Jahrelang hatte die Venezianerin in den Bäckerei- und Lebensmittelgeschäften ihrer Eltern gearbeitet, bis sie mit 36 beschloss, sich einem Philosophiestudium und der Kunst zu widmen. 2008 zog ihre Galerie in den Palazzo Palumbo Fossati am Campo San Maurizio. Reisende kennen den Platz, weil hier Händler einmal im Monat Kunst und Kitsch feilbieten.

Rizzo mag’s größer.
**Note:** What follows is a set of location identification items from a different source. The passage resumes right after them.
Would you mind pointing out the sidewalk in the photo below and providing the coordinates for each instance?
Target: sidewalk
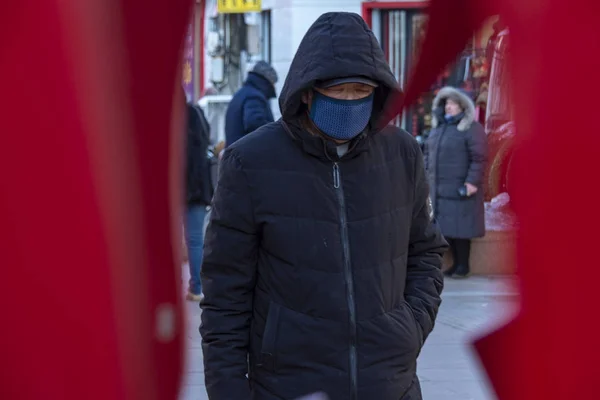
(447, 367)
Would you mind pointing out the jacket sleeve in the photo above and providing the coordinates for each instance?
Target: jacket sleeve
(424, 279)
(477, 147)
(255, 114)
(228, 280)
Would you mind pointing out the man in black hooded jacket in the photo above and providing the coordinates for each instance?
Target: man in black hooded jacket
(322, 263)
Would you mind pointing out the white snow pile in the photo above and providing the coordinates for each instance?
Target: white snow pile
(498, 214)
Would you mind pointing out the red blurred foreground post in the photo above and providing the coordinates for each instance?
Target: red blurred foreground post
(551, 350)
(89, 288)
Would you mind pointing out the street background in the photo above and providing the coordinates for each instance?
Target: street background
(447, 366)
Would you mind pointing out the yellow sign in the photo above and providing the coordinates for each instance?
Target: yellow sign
(238, 6)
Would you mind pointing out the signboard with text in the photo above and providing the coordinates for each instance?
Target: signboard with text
(238, 6)
(188, 62)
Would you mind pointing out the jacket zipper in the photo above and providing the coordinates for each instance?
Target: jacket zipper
(437, 168)
(337, 184)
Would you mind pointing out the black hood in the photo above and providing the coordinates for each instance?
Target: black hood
(337, 45)
(261, 83)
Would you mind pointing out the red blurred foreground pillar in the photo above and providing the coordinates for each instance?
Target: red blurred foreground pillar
(551, 350)
(90, 288)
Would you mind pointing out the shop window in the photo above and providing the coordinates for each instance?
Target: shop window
(401, 33)
(258, 34)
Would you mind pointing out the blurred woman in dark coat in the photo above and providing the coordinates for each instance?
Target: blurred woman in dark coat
(455, 157)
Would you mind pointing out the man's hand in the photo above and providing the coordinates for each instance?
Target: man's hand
(471, 189)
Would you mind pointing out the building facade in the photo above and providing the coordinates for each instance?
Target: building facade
(233, 42)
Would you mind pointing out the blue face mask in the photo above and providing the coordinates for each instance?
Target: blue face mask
(340, 119)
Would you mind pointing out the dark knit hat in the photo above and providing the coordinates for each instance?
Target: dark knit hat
(263, 69)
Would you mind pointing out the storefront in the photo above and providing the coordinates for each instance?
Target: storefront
(400, 28)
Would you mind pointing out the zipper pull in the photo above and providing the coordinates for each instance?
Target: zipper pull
(336, 176)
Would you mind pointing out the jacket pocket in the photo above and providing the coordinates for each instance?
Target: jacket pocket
(418, 327)
(269, 343)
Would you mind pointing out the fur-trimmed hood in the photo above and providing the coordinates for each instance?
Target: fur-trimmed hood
(465, 102)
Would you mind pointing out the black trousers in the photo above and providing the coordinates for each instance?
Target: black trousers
(461, 251)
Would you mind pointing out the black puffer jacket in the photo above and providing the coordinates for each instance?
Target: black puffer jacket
(324, 271)
(455, 153)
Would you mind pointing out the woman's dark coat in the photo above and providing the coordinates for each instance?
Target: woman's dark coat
(321, 273)
(456, 153)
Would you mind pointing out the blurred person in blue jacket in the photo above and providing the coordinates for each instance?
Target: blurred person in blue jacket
(249, 108)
Zurzeit zeigt sie wandfüllende Fotos aus der Wüste Gobi und vom Aralsee. »Ich verkaufe an Sammler aus aller Welt«, sagt sie, »aber nie an Venezianer.« Die reichsten Bürger seien Gondolieri und Wassertaxifahrer, und die interessierten sich für Kunst nur, wenn sie an ihrem Transport verdienten. Rizzo zahlt Unsummen, um die Werke in die Lagune verschiffen zu lassen. Weil der Nimbus der sterbenden Stadt so viele Kunstfreunde anzieht, lohnt sich das trotzdem.

Mein letztes Ziel ist der Palazzo Fortunyin der Nähe des Campo Sant’ Angelo. Der gotische Bau aus dem 15. Jahrhundert hat schon so manche Verwandlung durchgemacht: Zuerst Privathaus, dann Theater- und Konzertsaal, schließlich Wohnatelier und Wunderkammer des 1949 verstorbenen Tuchmachers und Universalkünstlers Mariano Fortuny.
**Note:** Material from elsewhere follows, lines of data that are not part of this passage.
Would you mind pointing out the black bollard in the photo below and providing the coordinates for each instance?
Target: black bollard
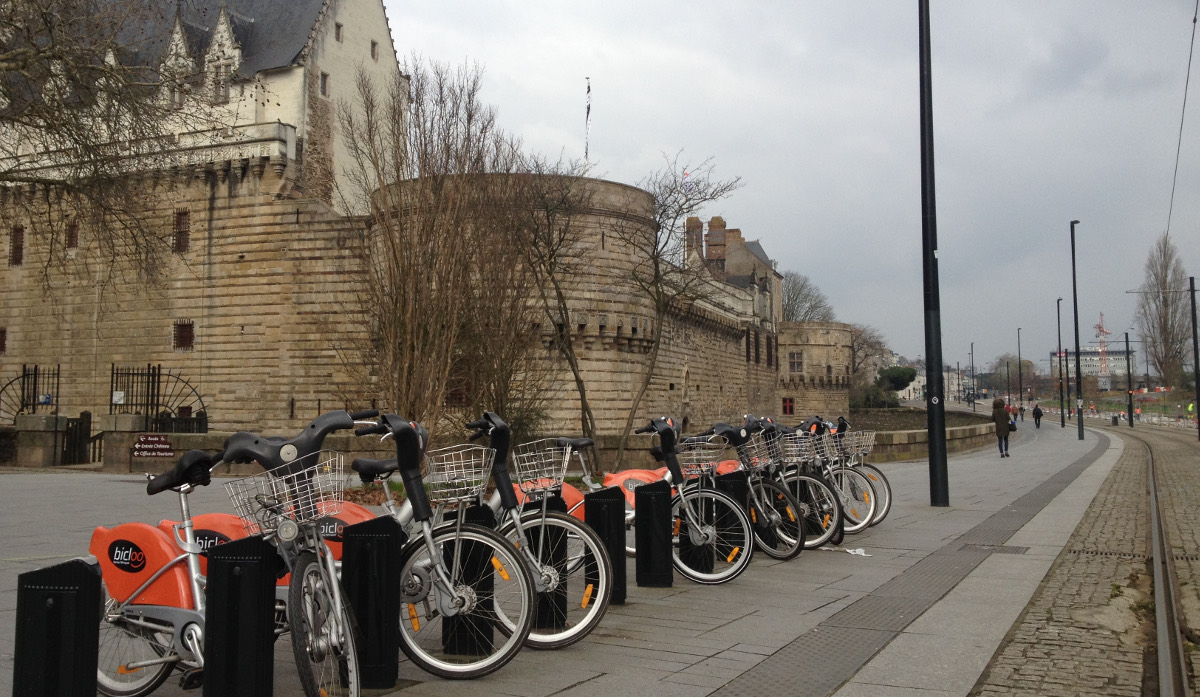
(472, 635)
(653, 535)
(371, 576)
(239, 619)
(604, 511)
(58, 620)
(550, 608)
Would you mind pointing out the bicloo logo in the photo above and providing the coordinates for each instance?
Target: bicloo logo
(126, 556)
(209, 539)
(331, 529)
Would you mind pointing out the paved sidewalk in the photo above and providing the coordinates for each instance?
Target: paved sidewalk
(922, 613)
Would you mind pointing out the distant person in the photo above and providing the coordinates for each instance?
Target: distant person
(1000, 415)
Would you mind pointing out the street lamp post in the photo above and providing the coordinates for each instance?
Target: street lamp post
(1020, 383)
(1074, 298)
(1062, 408)
(1128, 382)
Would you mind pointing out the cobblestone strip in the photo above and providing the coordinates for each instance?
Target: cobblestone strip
(1177, 455)
(1084, 631)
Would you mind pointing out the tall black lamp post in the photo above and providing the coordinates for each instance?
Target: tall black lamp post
(1074, 298)
(1020, 383)
(1062, 408)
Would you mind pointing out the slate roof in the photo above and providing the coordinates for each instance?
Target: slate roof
(271, 32)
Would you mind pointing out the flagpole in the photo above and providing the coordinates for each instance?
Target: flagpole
(587, 124)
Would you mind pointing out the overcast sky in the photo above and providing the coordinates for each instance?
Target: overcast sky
(1044, 112)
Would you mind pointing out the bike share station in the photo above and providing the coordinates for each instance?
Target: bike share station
(60, 608)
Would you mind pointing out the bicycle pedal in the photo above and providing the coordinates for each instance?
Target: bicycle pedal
(191, 679)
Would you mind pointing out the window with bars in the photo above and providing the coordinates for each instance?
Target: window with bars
(221, 74)
(183, 230)
(184, 335)
(17, 246)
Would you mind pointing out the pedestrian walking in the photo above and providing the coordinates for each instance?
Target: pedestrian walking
(1001, 416)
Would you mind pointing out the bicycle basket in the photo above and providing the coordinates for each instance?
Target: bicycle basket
(457, 473)
(797, 448)
(701, 457)
(539, 466)
(291, 491)
(756, 451)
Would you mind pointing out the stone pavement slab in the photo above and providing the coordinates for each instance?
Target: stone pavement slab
(939, 581)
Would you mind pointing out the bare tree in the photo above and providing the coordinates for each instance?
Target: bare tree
(555, 199)
(868, 349)
(443, 292)
(803, 301)
(660, 271)
(1164, 311)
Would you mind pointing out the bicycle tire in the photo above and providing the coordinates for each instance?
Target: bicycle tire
(882, 491)
(783, 540)
(322, 642)
(730, 545)
(857, 498)
(463, 647)
(575, 565)
(822, 510)
(121, 644)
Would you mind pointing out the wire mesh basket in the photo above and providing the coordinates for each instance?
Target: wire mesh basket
(797, 448)
(540, 464)
(757, 451)
(864, 440)
(457, 473)
(289, 492)
(701, 457)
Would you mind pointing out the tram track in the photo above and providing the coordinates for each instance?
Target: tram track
(1168, 450)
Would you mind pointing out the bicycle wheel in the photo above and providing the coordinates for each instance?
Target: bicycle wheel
(124, 644)
(857, 498)
(882, 491)
(322, 640)
(576, 575)
(720, 548)
(779, 530)
(822, 510)
(487, 620)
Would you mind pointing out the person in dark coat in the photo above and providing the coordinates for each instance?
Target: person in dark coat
(1000, 416)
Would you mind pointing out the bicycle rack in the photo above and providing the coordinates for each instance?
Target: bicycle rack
(371, 576)
(653, 535)
(58, 637)
(604, 511)
(239, 619)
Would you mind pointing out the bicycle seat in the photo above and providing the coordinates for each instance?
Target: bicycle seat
(192, 468)
(369, 469)
(575, 443)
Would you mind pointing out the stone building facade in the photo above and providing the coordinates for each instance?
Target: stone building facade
(257, 281)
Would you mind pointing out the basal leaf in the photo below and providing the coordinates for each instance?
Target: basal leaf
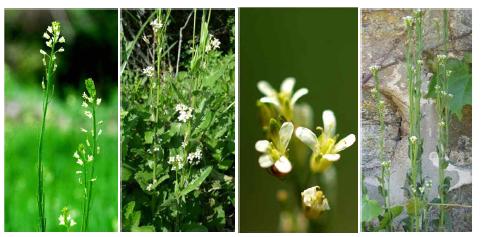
(370, 209)
(197, 182)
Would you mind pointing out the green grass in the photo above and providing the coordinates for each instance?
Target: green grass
(62, 137)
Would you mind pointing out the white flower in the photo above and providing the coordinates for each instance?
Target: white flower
(314, 202)
(61, 220)
(441, 58)
(65, 219)
(156, 25)
(195, 157)
(374, 69)
(148, 71)
(408, 20)
(214, 43)
(84, 95)
(80, 162)
(285, 99)
(88, 114)
(185, 112)
(325, 147)
(274, 154)
(176, 162)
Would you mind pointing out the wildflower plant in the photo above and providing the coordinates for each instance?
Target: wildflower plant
(414, 67)
(53, 41)
(177, 125)
(66, 219)
(417, 187)
(282, 123)
(88, 151)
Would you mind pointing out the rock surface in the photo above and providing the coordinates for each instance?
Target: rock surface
(383, 38)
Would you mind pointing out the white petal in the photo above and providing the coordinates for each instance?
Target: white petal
(266, 88)
(287, 85)
(329, 122)
(307, 137)
(298, 94)
(331, 157)
(285, 133)
(270, 100)
(283, 165)
(262, 145)
(265, 161)
(344, 143)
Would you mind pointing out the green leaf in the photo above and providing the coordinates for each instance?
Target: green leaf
(197, 182)
(414, 206)
(126, 174)
(90, 86)
(389, 215)
(370, 209)
(146, 228)
(194, 228)
(148, 137)
(459, 84)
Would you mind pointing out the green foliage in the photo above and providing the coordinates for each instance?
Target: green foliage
(63, 136)
(178, 138)
(370, 209)
(459, 84)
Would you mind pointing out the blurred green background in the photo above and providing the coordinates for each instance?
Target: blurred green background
(319, 48)
(90, 51)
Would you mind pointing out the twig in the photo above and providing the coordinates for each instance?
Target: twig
(180, 42)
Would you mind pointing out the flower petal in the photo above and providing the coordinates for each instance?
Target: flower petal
(270, 100)
(283, 165)
(307, 137)
(331, 157)
(344, 143)
(285, 133)
(329, 122)
(262, 145)
(265, 161)
(298, 94)
(288, 85)
(266, 88)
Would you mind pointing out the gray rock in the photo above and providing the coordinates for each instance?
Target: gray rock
(382, 44)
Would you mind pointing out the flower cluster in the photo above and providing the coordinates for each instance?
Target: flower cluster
(284, 100)
(176, 161)
(52, 37)
(156, 25)
(194, 157)
(65, 219)
(314, 202)
(213, 44)
(148, 71)
(275, 153)
(185, 112)
(325, 147)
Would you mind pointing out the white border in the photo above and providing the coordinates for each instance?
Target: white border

Nachdem Fortuny als junger Modemacher Schauspielerinnen wie Sarah Bernhardt und Eleonora Duse mit seinen golddurchwirkten Stoffen eingekleidet hatte, verlegte er sich auf den Entwurf von Theaterkulissen und Opernbühnen. Sein Palast ist heute ein Museum, in dem das Venedig-Prinzip, neue Kunst in alter Umgebung zu zeigen, auf die Spitze getrieben wird.
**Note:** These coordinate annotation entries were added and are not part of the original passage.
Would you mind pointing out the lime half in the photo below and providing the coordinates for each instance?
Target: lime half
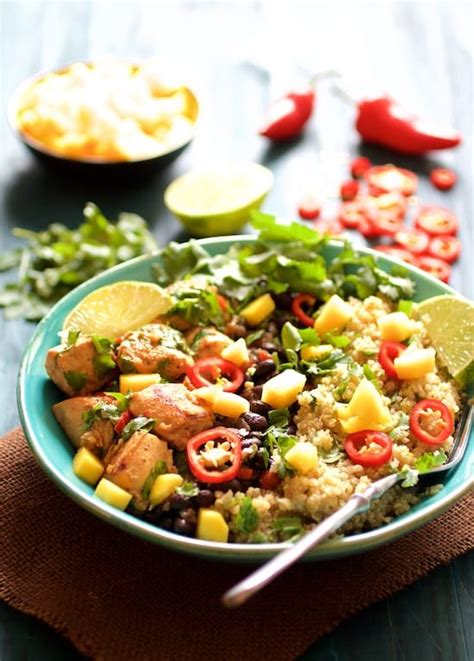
(112, 310)
(218, 200)
(449, 322)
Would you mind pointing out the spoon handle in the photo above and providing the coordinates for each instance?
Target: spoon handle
(359, 502)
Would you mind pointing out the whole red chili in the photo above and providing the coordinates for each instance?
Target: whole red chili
(422, 409)
(383, 121)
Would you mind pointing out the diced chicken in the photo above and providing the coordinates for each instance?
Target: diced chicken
(154, 348)
(205, 342)
(78, 369)
(69, 414)
(133, 461)
(179, 413)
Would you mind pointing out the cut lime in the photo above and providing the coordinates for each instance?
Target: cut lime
(218, 200)
(112, 310)
(449, 322)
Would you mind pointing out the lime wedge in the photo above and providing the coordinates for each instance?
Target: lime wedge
(112, 310)
(218, 200)
(449, 322)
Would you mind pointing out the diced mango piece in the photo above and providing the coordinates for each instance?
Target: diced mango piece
(112, 494)
(334, 315)
(283, 389)
(211, 526)
(236, 352)
(86, 466)
(366, 410)
(258, 310)
(310, 352)
(163, 486)
(303, 457)
(395, 327)
(136, 382)
(415, 363)
(230, 404)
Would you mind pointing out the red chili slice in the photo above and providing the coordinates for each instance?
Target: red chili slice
(387, 354)
(349, 190)
(215, 368)
(359, 166)
(424, 407)
(196, 465)
(296, 307)
(435, 267)
(370, 458)
(399, 253)
(390, 179)
(413, 240)
(436, 221)
(443, 178)
(447, 248)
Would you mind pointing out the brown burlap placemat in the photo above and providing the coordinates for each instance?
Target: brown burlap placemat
(116, 597)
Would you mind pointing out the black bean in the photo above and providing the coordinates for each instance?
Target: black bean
(256, 421)
(257, 406)
(205, 498)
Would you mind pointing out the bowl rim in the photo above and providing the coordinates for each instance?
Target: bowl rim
(333, 548)
(33, 143)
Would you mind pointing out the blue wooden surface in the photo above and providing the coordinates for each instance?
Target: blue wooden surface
(421, 52)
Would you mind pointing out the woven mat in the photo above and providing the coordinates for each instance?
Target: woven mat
(116, 597)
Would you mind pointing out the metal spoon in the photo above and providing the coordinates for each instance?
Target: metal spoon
(357, 504)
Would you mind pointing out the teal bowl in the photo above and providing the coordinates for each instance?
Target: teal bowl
(36, 395)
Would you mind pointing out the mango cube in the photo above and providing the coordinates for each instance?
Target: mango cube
(366, 410)
(310, 352)
(334, 315)
(395, 327)
(415, 363)
(230, 404)
(136, 382)
(112, 494)
(236, 352)
(303, 457)
(211, 526)
(258, 310)
(87, 467)
(163, 486)
(283, 389)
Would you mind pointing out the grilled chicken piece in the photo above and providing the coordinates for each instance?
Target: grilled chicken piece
(77, 370)
(69, 415)
(133, 461)
(179, 413)
(205, 342)
(154, 348)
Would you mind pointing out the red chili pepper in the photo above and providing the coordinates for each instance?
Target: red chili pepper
(422, 409)
(196, 465)
(399, 253)
(215, 368)
(297, 309)
(383, 121)
(413, 240)
(447, 248)
(436, 221)
(370, 458)
(269, 480)
(387, 354)
(443, 178)
(435, 267)
(349, 190)
(288, 115)
(122, 421)
(359, 166)
(390, 179)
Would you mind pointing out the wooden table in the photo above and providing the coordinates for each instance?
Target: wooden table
(420, 52)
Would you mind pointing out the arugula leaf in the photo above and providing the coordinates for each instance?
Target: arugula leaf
(247, 518)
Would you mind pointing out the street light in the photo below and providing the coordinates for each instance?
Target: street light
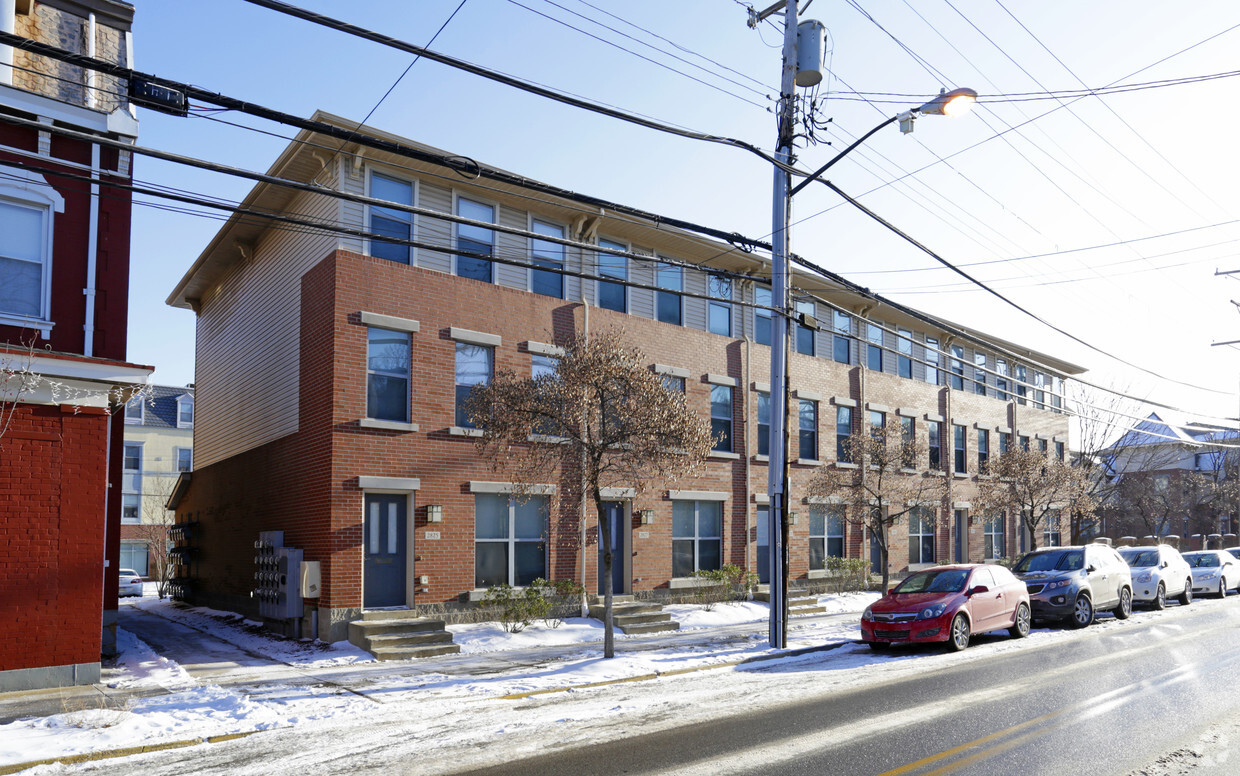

Parallel zu den letzten Biennalen hat der Kunsthändler Axel Vervoordt eine wirkungsvolle Mischung aus Antikem und Zeitgenössischem in Fortunys genialisch vollgerümpelte Säle hineingebaut. Gemälde aus dem 17. Jahrhundert hingen neben japanischer Keramik aus der Edo-Zeit und Videokunst der serbischen Körperkünstlerin Marina Abramović. Einige der Arbeiten sind im Palazzo geblieben und konkurrieren nun mit Fortunys Tuchen, Bildern und Bühnenaufbauten.

Ich sinke auf ein extralanges, altmodisches Sofa, um eine Skulptur von Günther Uecker zu betrachten. Dann heftet sich mein Blick auf eine Serie von Wasserflaschenfotos, denen ich nirgendwo sonst Beachtung schenken würde. Doch in diesem schwelgerischen Getümmel strahlen sie Ruhe und Alltäglichkeit ab.

Gleich hinter dem langen Sofa führt ein Gang in eine Wunderkammer des amerikanischen Lichtkünstlers James Turrell. In dem Raum leuchtet nur ein rotes Rechteck. Das Rot ist aus purem Licht und wirkt so tief, als läge da noch eine zweite Welt hinter der Wand. Starrt man nur lange genug hin, so wandelt sich das Rot in Violett, wird blau, bis es wie eine farbige Masse aus der Wand herauszuquillen scheint. Und schon wieder komme ich ins Taumeln.

Draußen ist die Wintersonne untergegangen. Wie Scherenschnitte ragen die Häuser in den Abendhimmel, der noch in einem satten Türkis leuchtet. Einem Türkis, das sich etwas dunkler im Wasser der Kanäle spiegelt. Ein Anblick von irrealer Schönheit. Er wirkt ganz ohne die geheimen Lampen des James Turrell.